This zucchini pancake recipe is inspired by a popular dish in Turkey called mucver (pronounced moosh-vair).
This version is slightly different, with the addition of crumbled feta cheese and fresh dill. I also added grated carrots, fresh thyme, lemon zest and honey.
I think zucchini pancakes should be the size of a traditional American pancake, so I made them twice as big as the recipe called for, using ¼ cup batter for each one. For appetizers, you could make them smaller, and they'd be perfect as two-bite pancakes. (Use 1 tablespoon batter each.)
For this recipe, you will need about three large zucchini and two large carrots. Measure after you shred the vegetables, and squeeze out any excess moisture.
The original New York Times recipe says to make sure the zucchini is well drained before mixing all the ingredients. This ensures a crispy but tender pancake every time.
My recipe removes the seeds in the middle to keep the pancake from becoming too mushy. Use your food processor shredder to make easy work of grating the zucchini and carrots. A box grater will work just fine, too.
If your zucchini is ultra-fresh, leave the skin on, as the green color will make beautiful pancakes with the orange carrots. Serve with whipped feta and yogurt sauce at the table. Add a drizzle of honey over the top, if you like.
Contact Lorraine Fina Stevenski at email@example.com.
Turkish Feta Zucchini and Carrot Pancakes
3 cups shredded zucchini
1 cup shredded carrots
3 large eggs, beaten
½ cup all-purpose flour
½ teaspoon fine sea salt
½ teaspoon freshly grated black pepper
1 tablespoon olive oil
1 cup crumbled feta cheese
½ cup finely chopped green onions, white and green parts
2 tablespoons fresh thyme leaves
1 tablespoon fresh Italian parsley, finely minced
1 tablespoon honey
Zest of 1 lemon
1 teaspoon baking powder
¼ cup canola oil, or more if needed
For the sauce:
1 cup plain Greek yogurt
½ cup crumbled feta cheese
Zest of 1 lemon
1 tablespoon honey, or more to top and serve
¼ cup finely minced green onions, white and green parts
1 tablespoon finely minced Italian parsley
Cut each zucchini in half lengthwise. With a small spoon, scoop out the seeds in the middle and discard. Wipe dry with a paper towel. Grate the zucchini with a box grater or food processor grating blade. Remove to a paper towel and squeeze out the excess moisture. Place in a large mixing bowl.

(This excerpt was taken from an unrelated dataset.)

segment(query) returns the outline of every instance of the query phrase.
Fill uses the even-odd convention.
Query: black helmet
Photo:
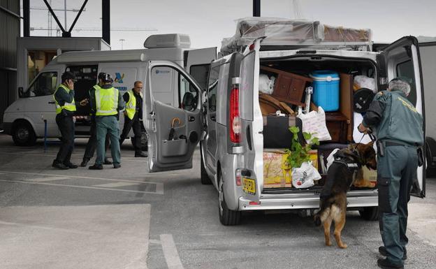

Peel and grate the carrots, then add to the mixing bowl.
Set a rack in a half-sheet pan for the pancakes. To the mixing bowl with the zucchini and carrots, stir in the beaten eggs with a fork and mix well. Stir in the flour, salt, pepper, olive oil, feta, green onions, thyme, parsley, honey and lemon zest, mixing well. Add the baking powder and then mix well again. Use the batter immediately or the zucchini will become too watery.
In a 12-inch nonstick skillet, add the canola oil and heat on high until shimmering. Place heaping ¼-cup scoops of batter in the pan, about four per batch, separated by at least 1 inch. Slightly flatten each pancake.
Shallow fry on each side until nicely browned and puffed. Add more oil if needed and repeat with the remaining batter. Place the cooked pancakes on the rack in the sheet pan. Serve hot or keep warm in the oven until ready to serve.
Make the sauce: To the bowl of a small food processor, add the yogurt, feta, lemon zest and honey. Process just until smooth. Remove to a serving bowl and stir in the green onions and parsley. Cover and refrigerate until ready to serve. You can drizzle more honey over the top when ready to serve.
Makes about 10 pancakes and 1 ½ cups sauce.